Środki z KPO coraz bliżej. Zbigniew Ziobro: należą się Polsce jak kość psu

Zbigniew Ziobro jest zdania, że przez ostatnie miesiące Polska była "przedmiotem szantażu" w kwestii uruchomienia funduszy z Krajowego Planu Odbudowy. - Pieniądze z KPO należą się Polsce jak przysłowiowa kość psu, bo jesteśmy żyrantem kredytu - stwierdził w sobotę lider Solidarnej Polski.

Polska wkrótce otrzyma środki z KPO. Zbigniew Ziobro jest zdania, że należą się jej "jak kość psu"
Polska wkrótce otrzyma środki z KPO. Zbigniew Ziobro jest zdania, że należą się jej "jak kość psu"
Źródło zdjęć: © PAP | PAP/Tomasz Gzell
oprac. KRO

14.05.2022 10:48

W rozmowie w radiu RMF FM Zbigniew Ziobro wyjaśnił, że Polska może otrzymać pieniądze z unijnego Funduszu Odbudowy jeszcze przed likwidacją Izby Dyscyplinarnej. Do odblokowania Krajowego Planu Odbudowy Komisji Europejskiej ma wystarczać akceptacja przez rząd uzgodnionych "kamieni milowych".

Natomiast na późniejszych etapach, oczywiście, Komisja będzie realizować weryfikację tych "kamieni milowych" - wyjaśnił minister sprawiedliwości.

Pieniądze z KPO należą się Polsce "jak kość psu"

Pieniądze mają trafiać do Polski ratami. Zdaniem lidera Solidarnej Polski to zabezpieczenie KE na wypadek, gdyby zaszła konieczność wykorzystania przez Brukselę tzw. mechanizmu warunkowości, nazywanego w mediach mechanizmem "pieniądze za praworządność".

Dalsza część artykułu znajduje się pod materiałem wideo

Oczywiście, jako Solidarna Polska, uważamy ten mechanizm za całkowicie bezprawny.
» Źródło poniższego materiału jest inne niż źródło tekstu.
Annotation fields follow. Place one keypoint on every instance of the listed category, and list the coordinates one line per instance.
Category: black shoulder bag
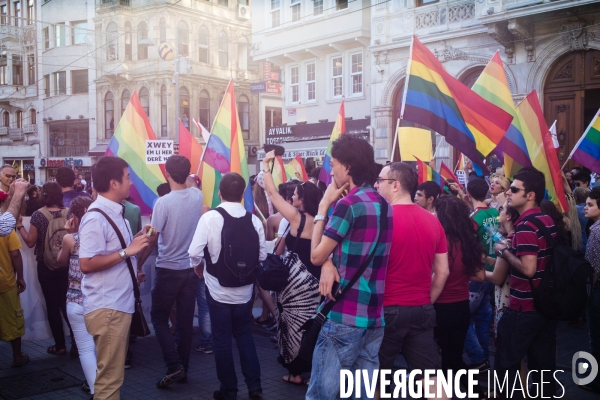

Byliśmy przeciwni zgodzie pana premiera na tzw. mechanizm warunkowości i powiązanie przyjęcia Funduszu Odbudowy z możliwością blokowania pieniędzy - powiedział Zbigniew Ziobro.

W jego ocenie Mateusz Morawiecki "dał wiarę" byłej kanclerz Niemiec Angeli Merkel i szefowej KE Ursuli von der Leyen, że mechanizm nie będzie stosowany. Nazwał go przy tym "mechanizmem szantażu".

- Jesteśmy przecież przez ostatnie miesiące przedmiotem szantażu i dlatego polski rząd w ramach negocjacji zgodził się na parę warunków, które stawia Unia Europejska - powiedział Ziobro.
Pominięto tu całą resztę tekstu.